The Group wrote off the tax assets by way of revising the estimate and recognized tax expenses in the amount of NIS 1,259 in the income statement of 2019, since the Group’s assessment of the probability of using the tax asset was no longer more likely than not. For the purpose of assessing the probability of utilization of the tax asset, the Group considered, among other things, the absence of developments in its discussions with authorities and government agencies, various developments in recent months, and the effect of the passage of time.


In addition, the calculation of deferred taxes does not take into account the taxes that would be applicable in the case of disposal of investments in subsidiaries and associates, since the Group intends and is able to retain these investments. Deferred taxes in respect of a distribution of profit in subsidiaries and associates were also not taken into account since the dividends are not taxable.


F.Final tax assessments

(1)The Company has final tax assessments up to and including 2014.

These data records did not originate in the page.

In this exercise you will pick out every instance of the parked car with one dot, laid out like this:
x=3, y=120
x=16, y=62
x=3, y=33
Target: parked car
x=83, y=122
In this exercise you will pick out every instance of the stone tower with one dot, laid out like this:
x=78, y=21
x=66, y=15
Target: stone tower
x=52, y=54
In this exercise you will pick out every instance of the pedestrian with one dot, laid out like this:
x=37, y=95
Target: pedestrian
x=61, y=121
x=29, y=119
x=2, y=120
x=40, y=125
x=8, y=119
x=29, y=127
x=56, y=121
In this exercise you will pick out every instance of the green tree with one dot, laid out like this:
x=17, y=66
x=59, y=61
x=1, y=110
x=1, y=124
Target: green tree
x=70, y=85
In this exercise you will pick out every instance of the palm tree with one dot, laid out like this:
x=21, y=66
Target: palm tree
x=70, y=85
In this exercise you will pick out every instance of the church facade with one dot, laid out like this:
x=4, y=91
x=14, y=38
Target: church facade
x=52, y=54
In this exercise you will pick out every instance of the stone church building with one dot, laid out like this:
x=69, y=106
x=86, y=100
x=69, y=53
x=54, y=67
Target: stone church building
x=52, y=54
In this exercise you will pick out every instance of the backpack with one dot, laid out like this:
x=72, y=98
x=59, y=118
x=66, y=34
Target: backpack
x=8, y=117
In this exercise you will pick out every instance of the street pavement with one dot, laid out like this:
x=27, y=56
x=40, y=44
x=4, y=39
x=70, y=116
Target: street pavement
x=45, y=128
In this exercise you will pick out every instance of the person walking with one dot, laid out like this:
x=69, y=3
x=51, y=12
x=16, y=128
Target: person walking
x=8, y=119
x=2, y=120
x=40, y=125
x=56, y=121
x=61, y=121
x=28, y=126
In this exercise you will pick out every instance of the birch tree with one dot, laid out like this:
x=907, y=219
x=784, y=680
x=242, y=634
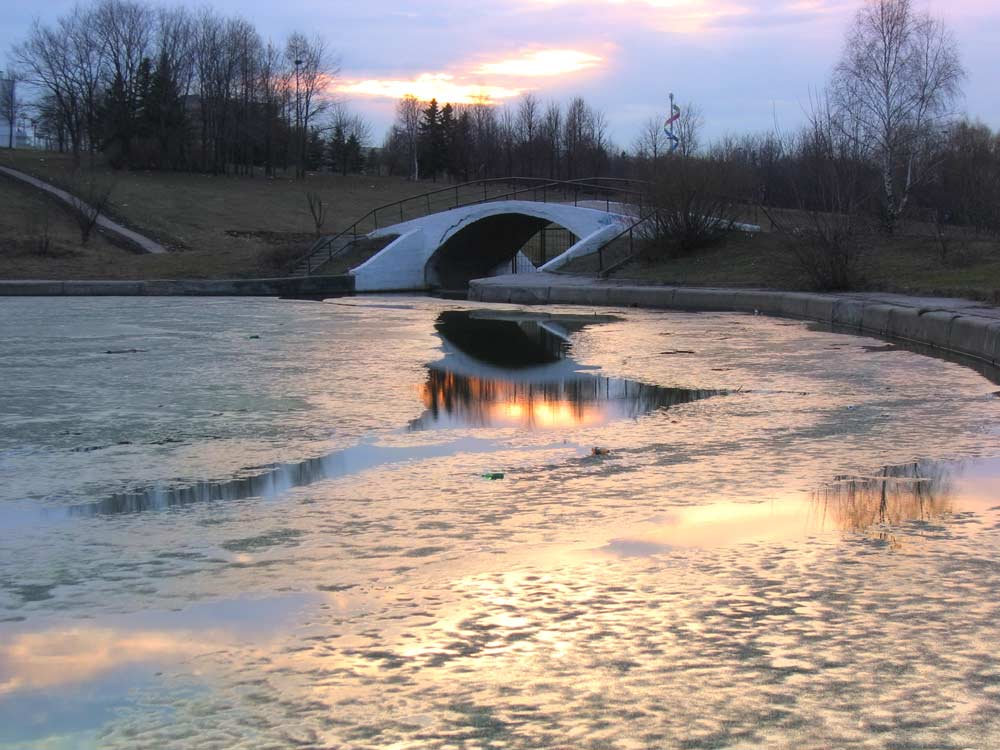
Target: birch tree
x=896, y=84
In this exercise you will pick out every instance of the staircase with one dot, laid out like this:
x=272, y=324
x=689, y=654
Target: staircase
x=322, y=251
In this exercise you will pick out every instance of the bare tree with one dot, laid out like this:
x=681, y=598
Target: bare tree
x=313, y=73
x=827, y=235
x=528, y=124
x=317, y=209
x=651, y=143
x=53, y=60
x=408, y=122
x=10, y=103
x=895, y=87
x=552, y=138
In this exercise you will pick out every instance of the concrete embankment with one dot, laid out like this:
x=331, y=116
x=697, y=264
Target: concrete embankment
x=953, y=325
x=292, y=286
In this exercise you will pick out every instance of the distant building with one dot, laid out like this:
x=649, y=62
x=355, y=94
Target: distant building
x=21, y=138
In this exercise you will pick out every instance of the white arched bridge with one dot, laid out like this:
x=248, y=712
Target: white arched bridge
x=445, y=238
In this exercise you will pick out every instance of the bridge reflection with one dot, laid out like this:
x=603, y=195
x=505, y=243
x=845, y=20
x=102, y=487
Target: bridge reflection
x=514, y=370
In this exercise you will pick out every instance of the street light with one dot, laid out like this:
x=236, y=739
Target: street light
x=298, y=120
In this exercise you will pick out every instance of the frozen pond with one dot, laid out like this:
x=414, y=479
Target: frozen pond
x=266, y=524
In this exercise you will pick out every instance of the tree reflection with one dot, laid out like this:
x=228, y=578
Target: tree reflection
x=918, y=491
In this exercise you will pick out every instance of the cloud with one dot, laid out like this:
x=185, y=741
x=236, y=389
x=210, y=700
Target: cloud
x=488, y=82
x=546, y=62
x=441, y=86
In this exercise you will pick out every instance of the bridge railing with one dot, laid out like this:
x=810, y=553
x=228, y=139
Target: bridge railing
x=609, y=190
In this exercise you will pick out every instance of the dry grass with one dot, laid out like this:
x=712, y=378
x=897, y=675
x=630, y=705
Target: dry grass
x=910, y=263
x=216, y=226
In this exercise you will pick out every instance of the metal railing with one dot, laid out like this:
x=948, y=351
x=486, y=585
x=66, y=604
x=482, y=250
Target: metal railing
x=607, y=189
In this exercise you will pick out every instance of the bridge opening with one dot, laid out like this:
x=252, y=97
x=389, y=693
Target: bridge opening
x=490, y=245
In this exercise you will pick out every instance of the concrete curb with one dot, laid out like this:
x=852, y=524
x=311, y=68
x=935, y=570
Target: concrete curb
x=957, y=331
x=291, y=286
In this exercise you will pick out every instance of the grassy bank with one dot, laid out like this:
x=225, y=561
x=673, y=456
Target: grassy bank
x=216, y=227
x=909, y=263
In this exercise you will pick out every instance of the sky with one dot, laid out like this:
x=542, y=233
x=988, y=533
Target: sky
x=749, y=65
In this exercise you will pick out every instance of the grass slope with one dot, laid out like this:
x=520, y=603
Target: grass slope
x=216, y=227
x=909, y=263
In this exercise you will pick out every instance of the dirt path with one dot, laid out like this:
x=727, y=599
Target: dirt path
x=103, y=222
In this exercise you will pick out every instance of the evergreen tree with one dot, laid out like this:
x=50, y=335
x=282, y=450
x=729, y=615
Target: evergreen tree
x=316, y=148
x=165, y=121
x=432, y=153
x=338, y=150
x=353, y=157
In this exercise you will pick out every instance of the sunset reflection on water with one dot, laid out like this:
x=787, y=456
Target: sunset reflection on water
x=291, y=533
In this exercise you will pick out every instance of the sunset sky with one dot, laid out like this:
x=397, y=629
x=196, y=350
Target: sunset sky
x=749, y=64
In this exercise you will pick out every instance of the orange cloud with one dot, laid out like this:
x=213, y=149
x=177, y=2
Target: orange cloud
x=441, y=86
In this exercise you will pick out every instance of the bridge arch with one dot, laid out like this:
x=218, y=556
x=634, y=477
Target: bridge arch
x=449, y=248
x=478, y=248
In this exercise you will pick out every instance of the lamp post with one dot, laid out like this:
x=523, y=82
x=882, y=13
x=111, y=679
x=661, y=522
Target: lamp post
x=298, y=123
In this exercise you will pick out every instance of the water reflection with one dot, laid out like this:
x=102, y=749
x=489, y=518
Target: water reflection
x=514, y=371
x=877, y=506
x=918, y=491
x=277, y=479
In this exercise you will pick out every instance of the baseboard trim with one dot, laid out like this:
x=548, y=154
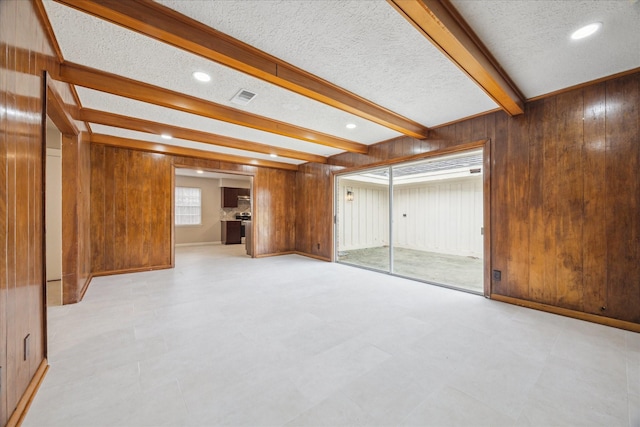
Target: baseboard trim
x=25, y=401
x=321, y=258
x=182, y=245
x=85, y=286
x=131, y=270
x=275, y=254
x=594, y=318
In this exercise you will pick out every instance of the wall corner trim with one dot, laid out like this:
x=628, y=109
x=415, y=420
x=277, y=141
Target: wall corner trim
x=25, y=401
x=594, y=318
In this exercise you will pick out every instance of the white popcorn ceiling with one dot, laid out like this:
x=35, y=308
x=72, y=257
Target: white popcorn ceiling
x=532, y=39
x=128, y=107
x=363, y=46
x=143, y=136
x=99, y=44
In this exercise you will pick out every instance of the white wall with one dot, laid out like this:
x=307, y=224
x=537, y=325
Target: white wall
x=363, y=222
x=53, y=210
x=444, y=217
x=209, y=231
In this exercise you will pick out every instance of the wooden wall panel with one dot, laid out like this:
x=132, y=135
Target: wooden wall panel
x=565, y=197
x=131, y=208
x=24, y=54
x=314, y=210
x=125, y=222
x=622, y=218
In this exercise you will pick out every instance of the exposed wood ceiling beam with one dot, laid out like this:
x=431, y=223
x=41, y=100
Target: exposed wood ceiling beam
x=140, y=125
x=441, y=24
x=117, y=85
x=152, y=147
x=164, y=24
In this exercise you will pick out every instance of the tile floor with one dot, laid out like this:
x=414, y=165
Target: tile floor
x=223, y=339
x=54, y=293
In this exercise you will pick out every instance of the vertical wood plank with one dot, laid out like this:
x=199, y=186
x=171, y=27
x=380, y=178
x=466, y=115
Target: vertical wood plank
x=536, y=196
x=570, y=200
x=550, y=202
x=594, y=177
x=623, y=198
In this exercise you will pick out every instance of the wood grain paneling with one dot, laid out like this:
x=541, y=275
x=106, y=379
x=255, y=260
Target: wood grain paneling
x=127, y=228
x=565, y=196
x=131, y=208
x=21, y=203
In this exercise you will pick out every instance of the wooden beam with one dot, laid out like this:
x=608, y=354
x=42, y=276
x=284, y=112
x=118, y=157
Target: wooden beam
x=106, y=82
x=140, y=125
x=167, y=25
x=152, y=147
x=443, y=26
x=58, y=112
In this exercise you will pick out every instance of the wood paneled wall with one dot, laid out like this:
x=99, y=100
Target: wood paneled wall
x=76, y=232
x=364, y=221
x=21, y=204
x=565, y=196
x=274, y=203
x=314, y=210
x=131, y=214
x=130, y=210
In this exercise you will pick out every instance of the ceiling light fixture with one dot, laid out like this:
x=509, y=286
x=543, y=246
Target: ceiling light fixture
x=586, y=31
x=201, y=77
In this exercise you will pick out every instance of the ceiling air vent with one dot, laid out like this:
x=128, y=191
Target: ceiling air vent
x=243, y=97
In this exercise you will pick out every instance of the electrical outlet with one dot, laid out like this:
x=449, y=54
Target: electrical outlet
x=26, y=346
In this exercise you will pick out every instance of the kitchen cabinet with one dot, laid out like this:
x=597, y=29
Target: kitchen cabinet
x=231, y=232
x=230, y=196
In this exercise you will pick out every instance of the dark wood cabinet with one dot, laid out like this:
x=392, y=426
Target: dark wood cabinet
x=230, y=197
x=231, y=232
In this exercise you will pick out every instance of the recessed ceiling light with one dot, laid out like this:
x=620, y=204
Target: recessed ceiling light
x=201, y=77
x=586, y=31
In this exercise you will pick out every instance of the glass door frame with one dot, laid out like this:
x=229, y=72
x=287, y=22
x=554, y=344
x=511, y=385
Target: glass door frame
x=485, y=145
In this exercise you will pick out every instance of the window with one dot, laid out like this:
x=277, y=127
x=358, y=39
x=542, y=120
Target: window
x=188, y=206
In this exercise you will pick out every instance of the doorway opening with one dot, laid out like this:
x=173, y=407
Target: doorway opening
x=213, y=208
x=53, y=214
x=422, y=220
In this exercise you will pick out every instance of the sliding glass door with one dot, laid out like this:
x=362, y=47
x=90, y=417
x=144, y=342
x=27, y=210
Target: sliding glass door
x=362, y=219
x=421, y=220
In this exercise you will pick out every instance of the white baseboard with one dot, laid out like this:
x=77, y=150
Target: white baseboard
x=179, y=245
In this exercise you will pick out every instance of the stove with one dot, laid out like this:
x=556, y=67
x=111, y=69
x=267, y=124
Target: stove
x=243, y=217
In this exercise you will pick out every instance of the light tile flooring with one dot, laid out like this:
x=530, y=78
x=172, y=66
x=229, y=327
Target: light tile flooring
x=227, y=340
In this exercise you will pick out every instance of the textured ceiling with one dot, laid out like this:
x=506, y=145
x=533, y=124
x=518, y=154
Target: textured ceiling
x=365, y=47
x=532, y=39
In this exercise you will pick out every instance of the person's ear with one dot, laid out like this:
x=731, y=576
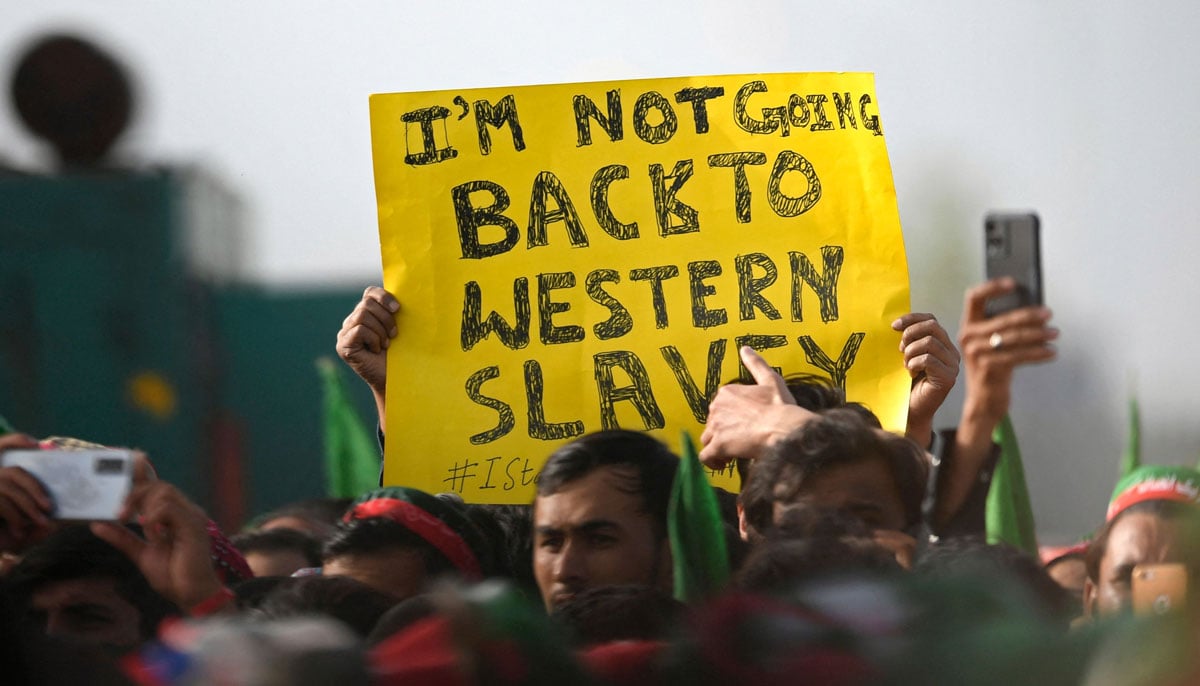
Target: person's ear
x=1090, y=599
x=743, y=525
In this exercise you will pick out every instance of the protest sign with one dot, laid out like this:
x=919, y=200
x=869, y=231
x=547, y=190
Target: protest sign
x=580, y=257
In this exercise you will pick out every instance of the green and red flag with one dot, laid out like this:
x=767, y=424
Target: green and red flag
x=1009, y=515
x=696, y=531
x=352, y=455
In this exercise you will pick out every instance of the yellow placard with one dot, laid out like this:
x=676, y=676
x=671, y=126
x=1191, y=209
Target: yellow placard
x=579, y=257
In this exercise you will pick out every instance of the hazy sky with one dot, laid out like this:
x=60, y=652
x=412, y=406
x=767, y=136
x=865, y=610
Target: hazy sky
x=1081, y=110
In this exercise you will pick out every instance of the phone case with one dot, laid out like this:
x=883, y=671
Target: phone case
x=1012, y=245
x=84, y=485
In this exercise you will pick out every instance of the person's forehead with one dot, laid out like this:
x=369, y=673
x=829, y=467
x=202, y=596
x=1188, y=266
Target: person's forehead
x=601, y=494
x=93, y=590
x=1140, y=536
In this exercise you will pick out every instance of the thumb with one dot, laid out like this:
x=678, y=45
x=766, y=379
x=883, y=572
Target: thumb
x=765, y=375
x=119, y=537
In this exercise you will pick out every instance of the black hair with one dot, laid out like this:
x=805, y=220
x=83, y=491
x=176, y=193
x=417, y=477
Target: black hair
x=647, y=468
x=376, y=534
x=811, y=543
x=402, y=615
x=280, y=541
x=604, y=614
x=354, y=603
x=323, y=512
x=76, y=553
x=832, y=439
x=971, y=557
x=510, y=528
x=1159, y=509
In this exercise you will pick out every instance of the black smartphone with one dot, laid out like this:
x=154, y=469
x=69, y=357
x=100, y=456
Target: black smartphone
x=1012, y=247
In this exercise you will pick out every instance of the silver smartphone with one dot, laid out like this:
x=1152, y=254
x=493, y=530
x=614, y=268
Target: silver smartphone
x=1012, y=247
x=84, y=485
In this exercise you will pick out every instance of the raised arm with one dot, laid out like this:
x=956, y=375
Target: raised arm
x=364, y=340
x=993, y=349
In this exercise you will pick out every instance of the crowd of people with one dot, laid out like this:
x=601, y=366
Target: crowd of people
x=850, y=555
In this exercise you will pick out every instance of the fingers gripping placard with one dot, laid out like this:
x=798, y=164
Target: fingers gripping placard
x=592, y=256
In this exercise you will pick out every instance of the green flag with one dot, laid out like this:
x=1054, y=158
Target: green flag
x=1132, y=457
x=352, y=456
x=1009, y=515
x=696, y=531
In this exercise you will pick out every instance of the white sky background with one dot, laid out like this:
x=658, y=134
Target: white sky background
x=1081, y=110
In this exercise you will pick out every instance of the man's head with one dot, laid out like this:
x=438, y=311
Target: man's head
x=837, y=462
x=277, y=552
x=815, y=393
x=77, y=587
x=1153, y=518
x=1149, y=533
x=600, y=515
x=397, y=540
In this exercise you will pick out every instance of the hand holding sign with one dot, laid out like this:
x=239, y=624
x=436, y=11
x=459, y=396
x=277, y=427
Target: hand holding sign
x=743, y=420
x=933, y=361
x=365, y=337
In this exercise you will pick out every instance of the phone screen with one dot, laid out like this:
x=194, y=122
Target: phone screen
x=1012, y=248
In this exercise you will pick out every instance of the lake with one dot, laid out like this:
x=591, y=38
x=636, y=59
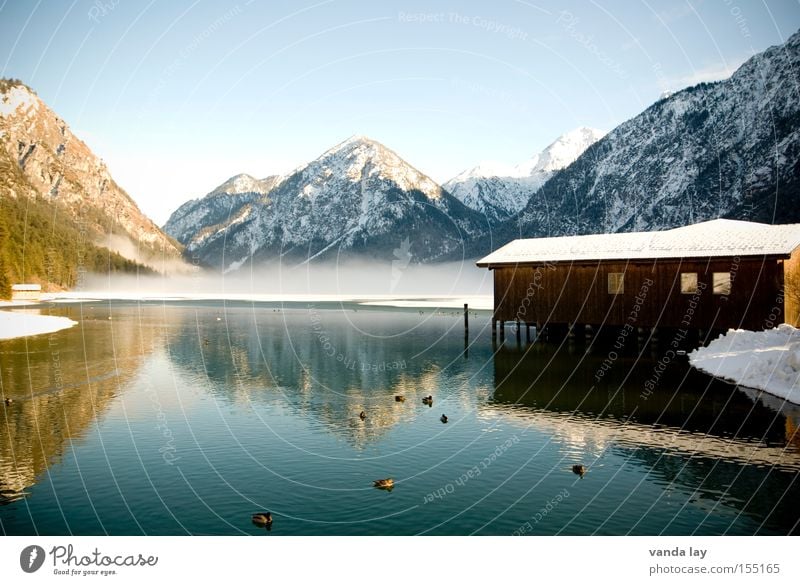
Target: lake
x=188, y=417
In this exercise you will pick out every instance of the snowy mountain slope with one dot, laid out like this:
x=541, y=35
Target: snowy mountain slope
x=500, y=192
x=218, y=207
x=358, y=198
x=41, y=158
x=725, y=149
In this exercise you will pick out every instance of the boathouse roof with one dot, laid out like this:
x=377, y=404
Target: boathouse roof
x=708, y=239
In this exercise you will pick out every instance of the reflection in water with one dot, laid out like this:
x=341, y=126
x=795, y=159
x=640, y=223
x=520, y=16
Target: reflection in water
x=332, y=373
x=190, y=418
x=692, y=431
x=60, y=384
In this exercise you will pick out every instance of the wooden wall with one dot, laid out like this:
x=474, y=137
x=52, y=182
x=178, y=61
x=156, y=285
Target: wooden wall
x=564, y=293
x=791, y=269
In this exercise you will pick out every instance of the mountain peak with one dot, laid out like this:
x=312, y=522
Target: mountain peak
x=500, y=191
x=15, y=95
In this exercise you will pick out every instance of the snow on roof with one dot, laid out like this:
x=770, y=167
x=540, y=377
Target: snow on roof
x=715, y=238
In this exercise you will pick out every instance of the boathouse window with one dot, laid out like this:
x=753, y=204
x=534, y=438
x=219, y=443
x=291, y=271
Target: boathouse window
x=616, y=283
x=722, y=283
x=688, y=283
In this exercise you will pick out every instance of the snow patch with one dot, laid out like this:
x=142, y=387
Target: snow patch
x=15, y=98
x=765, y=360
x=24, y=323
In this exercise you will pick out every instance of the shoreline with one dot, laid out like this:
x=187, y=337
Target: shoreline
x=27, y=323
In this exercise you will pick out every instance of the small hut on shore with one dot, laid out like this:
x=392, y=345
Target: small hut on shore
x=712, y=275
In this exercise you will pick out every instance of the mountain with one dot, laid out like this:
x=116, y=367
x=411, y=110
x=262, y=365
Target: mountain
x=358, y=199
x=216, y=208
x=50, y=175
x=728, y=149
x=500, y=192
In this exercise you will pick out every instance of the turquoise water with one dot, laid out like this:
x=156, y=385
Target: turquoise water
x=186, y=418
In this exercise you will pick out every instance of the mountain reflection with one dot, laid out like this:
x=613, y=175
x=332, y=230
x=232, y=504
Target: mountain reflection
x=60, y=383
x=327, y=364
x=692, y=432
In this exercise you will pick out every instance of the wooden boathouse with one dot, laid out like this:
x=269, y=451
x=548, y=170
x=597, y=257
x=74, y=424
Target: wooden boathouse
x=707, y=276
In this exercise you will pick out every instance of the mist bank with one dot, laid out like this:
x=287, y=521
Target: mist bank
x=352, y=279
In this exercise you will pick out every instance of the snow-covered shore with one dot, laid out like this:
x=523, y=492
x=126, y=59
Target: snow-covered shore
x=765, y=360
x=23, y=323
x=453, y=301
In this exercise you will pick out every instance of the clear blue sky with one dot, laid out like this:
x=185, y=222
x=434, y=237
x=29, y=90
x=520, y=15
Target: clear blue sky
x=178, y=96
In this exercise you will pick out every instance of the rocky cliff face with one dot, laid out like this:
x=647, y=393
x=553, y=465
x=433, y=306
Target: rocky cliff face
x=40, y=157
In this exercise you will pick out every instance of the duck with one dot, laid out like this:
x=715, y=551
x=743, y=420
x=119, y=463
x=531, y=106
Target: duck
x=262, y=519
x=384, y=484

(2)Bezeq has final tax assessments up to and including 2014.

On September 15, 2016, parallel to signing the assessment agreement ending the disputes between Bezeq and the tax assessor that ended the dispute regarding the financing income for the shareholder loans to DBS, the Tax Authority granted approval for tax purposes of the merger of DBS with and into Bezeq in accordance with section 103(B) of the Income Tax Ordinance. According to the approval, the losses of DBS as at the merger date may be offset against the profits of the absorbing company, provided that in each tax year, it will not be permitted to offset an amount exceeding 12.5% (spread over eight years) of the total losses of the transferring company and the absorbing company, or 50% of the taxable income of the absorbing company in that tax year prior to offsetting the loss from previous years, whichever is lower.


The approval was granted in accordance with the applicable tax laws in effect at the time. Without derogating from the amount of the losses set out in the assessment agreement, if there is any change in the applicable tax laws, the Tax Authority will reconsider the taxation decision in accordance with the tax laws applicable at the merger date. However, it is clarified that the approval is effective until December 31, 2019. The Income Tax Authority will extend the date of the approval each year by an additional year, subject to the declaration of Bezeq and DBS that there has been no material change in their business affairs and subject to the terms of the taxation decision, and subject to the interpretation given to the tax laws, provided that such interpretation is published in writing. Any change in the tax laws that does not require a change in the approval will not result in any such change.


On October 2, 2019, Bezeq received a letter from the Tax Authority (“the Approval”) extending, at Bezeq’s request, the validity of the tax decision for one year (until December 31, 2020). In the Approval, the Tax Authority clarified, among other things, that the Tax Authority has full authority to revoke the Approval if it emerges that as from the signing date of the Approval until December 31, 2019, there has been a material change in the business of Bezeq and DBS, that the extension of the validity of the tax decision refers to the tax decision of September 15, 2016 in the outline set out in the tax decision only, that it does not derogate from the Tax Authority’s authority not to extend the validity of the Approval beyond December 31, 2020, and that it does not contain any confirmation that the two companies are in compliance with the terms of the Approval.


The tax losses of DBS as at December 31, 2019 amount to NIS 5 billion.


2.Pelephone has received final tax assessments up to and including 2014.

3.Bezeq International has received final tax assessments up to and including 2015.

4.DBS has received final tax assessments up to and including 2014.

5.Walla! has received final tax assessments up to and including 2014.